A bordo c’erano Reid Wiseman, Victor Glover, Christina Koch e Jeremy Hansen: un equipaggio destinato a entrare nei libri di storia. Non solo per la distanza record raggiunta — oltre 400mila chilometri dalla Terra — ma anche per i traguardi simbolici: la prima donna, la prima persona di colore e il primo astronauta non statunitense in una missione lunare.

Il momento più pericoloso

Il rientro è iniziato con la separazione del modulo di servizio, seguita dall’ingresso nell’atmosfera terrestre a velocità impressionanti, fino a circa 38.000 km/h. In questa fase la capsula è stata avvolta da una 'palla di fuoco' di plasma, che ha causato anche un blackout delle comunicazioni di diversi minuti con il centro di controllo.

Da lì, una sequenza millimetrica: prima l’apertura dei paracadute stabilizzatori (drogue) a circa 6-7 mila metri di quota, poi il dispiegamento dei tre paracadute principali poco sotto i 2.000 metri. È questa fase che ha permesso di ridurre drasticamente la velocità della navicella, portandola da centinaia di chilometri orari fino a circa 30-38 km/h al momento dell’impatto con l’acqua.

  L’ammaraggio è avvenuto alle 17:07 ora locale (le 2:07 in Italia), a circa 80 miglia dalla costa californiana. Un impatto controllato, seguito dall’intervento immediato delle squadre di recupero della Marina statunitense, già posizionate nell’area con navi, elicotteri e sommozzatori pronti ad assistere l’equipaggio.

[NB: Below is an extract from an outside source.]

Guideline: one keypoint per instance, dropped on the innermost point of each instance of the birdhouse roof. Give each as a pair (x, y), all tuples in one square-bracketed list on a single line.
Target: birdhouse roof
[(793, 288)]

Fino all’ultimo istante, la cautela ha prevalso sull’entusiasmo. Un approccio segnato anche dalle lezioni del passato, dai disastri dello Shuttle Challenger e Columbia, nei quali gli astronauti morirono dopo che segnali di allarme erano stati ignorati e che hanno insegnato quanto ogni anomalia vada presa sul serio. E proprio lo scudo termico era stato al centro delle principali preoccupazioni. Durante Artemis I, nel 2022, aveva mostrato un’erosione inattesa. Per questo la Nasa ha modificato la traiettoria di rientro, scegliendo un profilo più breve e controllato per ridurre i rischi.

L’ammaraggio e il recupero da parte delle squadre della Marina statunitense hanno segnato quel momento: astronauti fuori dalla capsula, visite mediche, e finalmente il via libera alle celebrazioni.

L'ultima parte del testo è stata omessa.